Statistically Meaningful Conclusions

  • Quantifiable Link Between Pre-Event Market Dynamics and Post-Event Belief Shifts: There is a clear, quantifiable relationship where increased market activity and belief volatility prior to an FOMC meeting are strongly associated with more substantial shifts in market belief after the announcement. This suggests that pre-event market 'nervousness' or information asymmetry is a key indicator of subsequent price action.


  • Predictive Power of Pre-Event Volatility and Volume: Pre-event belief volatility (pre_belief_std) and average trading volume (pre_avg_volume) are demonstrably the most significant features for forecasting market belief shifts. Practitioners should consider these metrics as primary signals when assessing potential market reactions to upcoming FOMC decisions.

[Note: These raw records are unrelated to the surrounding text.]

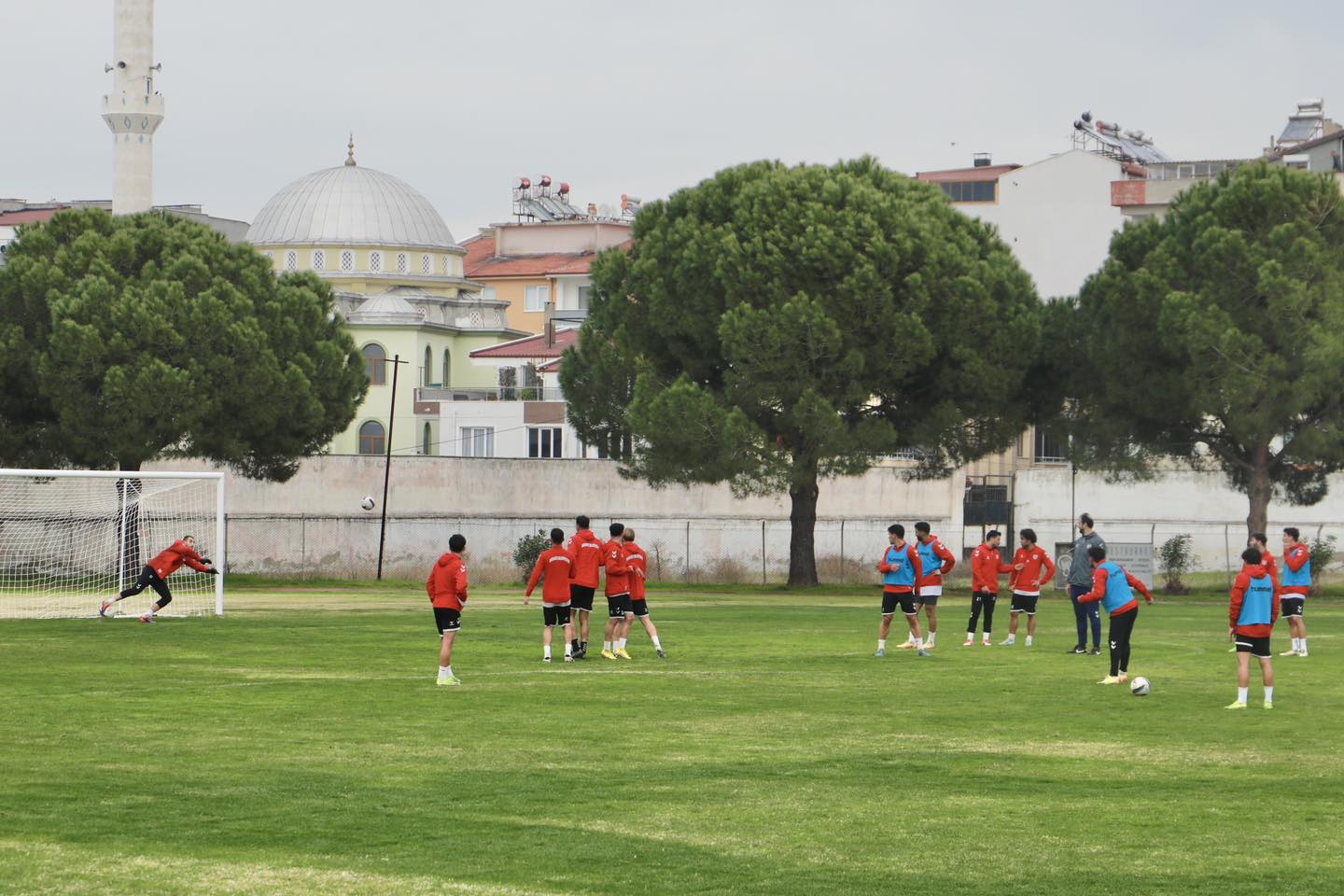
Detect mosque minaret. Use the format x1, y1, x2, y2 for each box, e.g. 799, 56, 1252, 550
102, 0, 164, 215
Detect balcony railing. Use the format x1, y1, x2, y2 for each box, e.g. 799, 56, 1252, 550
415, 385, 565, 401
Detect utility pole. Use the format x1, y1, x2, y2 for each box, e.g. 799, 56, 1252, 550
378, 355, 410, 581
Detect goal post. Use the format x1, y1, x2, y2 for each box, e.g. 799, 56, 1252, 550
0, 469, 226, 620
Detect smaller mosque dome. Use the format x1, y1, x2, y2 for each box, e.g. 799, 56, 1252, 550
247, 147, 459, 248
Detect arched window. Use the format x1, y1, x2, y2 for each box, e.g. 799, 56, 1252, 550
360, 343, 387, 385
358, 420, 387, 454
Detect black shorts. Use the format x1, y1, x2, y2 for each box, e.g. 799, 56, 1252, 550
570, 584, 596, 612
541, 603, 570, 629
1237, 634, 1274, 660
882, 591, 917, 617
434, 608, 462, 634
606, 594, 630, 620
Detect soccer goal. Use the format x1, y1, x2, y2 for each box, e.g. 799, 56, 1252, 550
0, 469, 224, 620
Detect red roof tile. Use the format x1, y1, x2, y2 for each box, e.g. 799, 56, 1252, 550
471, 329, 580, 358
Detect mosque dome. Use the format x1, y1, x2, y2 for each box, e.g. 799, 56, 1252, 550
247, 145, 459, 250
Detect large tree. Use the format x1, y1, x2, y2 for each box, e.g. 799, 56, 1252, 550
560, 159, 1039, 586
0, 210, 367, 480
1064, 162, 1344, 532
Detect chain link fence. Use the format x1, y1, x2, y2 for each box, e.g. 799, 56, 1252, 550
229, 514, 946, 584
229, 514, 1344, 584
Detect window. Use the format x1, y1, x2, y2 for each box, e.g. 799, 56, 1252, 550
526, 426, 563, 456
938, 180, 999, 203
462, 426, 495, 456
360, 343, 387, 385
358, 420, 387, 454
523, 287, 551, 312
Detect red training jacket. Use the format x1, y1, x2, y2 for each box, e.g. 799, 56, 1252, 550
971, 544, 1014, 594
1008, 545, 1055, 595
919, 535, 957, 588
602, 539, 630, 597
877, 541, 923, 594
526, 544, 574, 603
1078, 563, 1154, 617
146, 539, 210, 579
425, 551, 467, 609
1283, 542, 1311, 595
1227, 563, 1281, 638
625, 541, 650, 600
565, 529, 602, 588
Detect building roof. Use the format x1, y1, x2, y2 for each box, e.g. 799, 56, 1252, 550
916, 165, 1021, 184
247, 164, 459, 248
471, 329, 580, 358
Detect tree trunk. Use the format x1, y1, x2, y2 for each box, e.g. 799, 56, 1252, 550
789, 470, 819, 588
1246, 459, 1273, 535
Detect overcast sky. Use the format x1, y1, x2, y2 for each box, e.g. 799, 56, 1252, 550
0, 0, 1344, 239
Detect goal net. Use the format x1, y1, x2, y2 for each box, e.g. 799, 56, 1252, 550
0, 469, 224, 618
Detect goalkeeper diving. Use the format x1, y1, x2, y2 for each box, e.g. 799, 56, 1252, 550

  • High Accuracy in Forecasting Directional Shifts: The ability to predict the direction (positive vs. non-positive) of market belief shifts with an accuracy of 87.5% is robust and actionable. This provides a strong quantitative basis for anticipating the general sentiment response to FOMC announcements.


  • Validation of Model Robustness: The substantial performance gap between the actual model and the negative control test (87.5% vs. 62.5% accuracy) confirms that the observed patterns are statistically significant and not merely artifacts of random chance. This reinforces the reliability of the identified predictive relationships.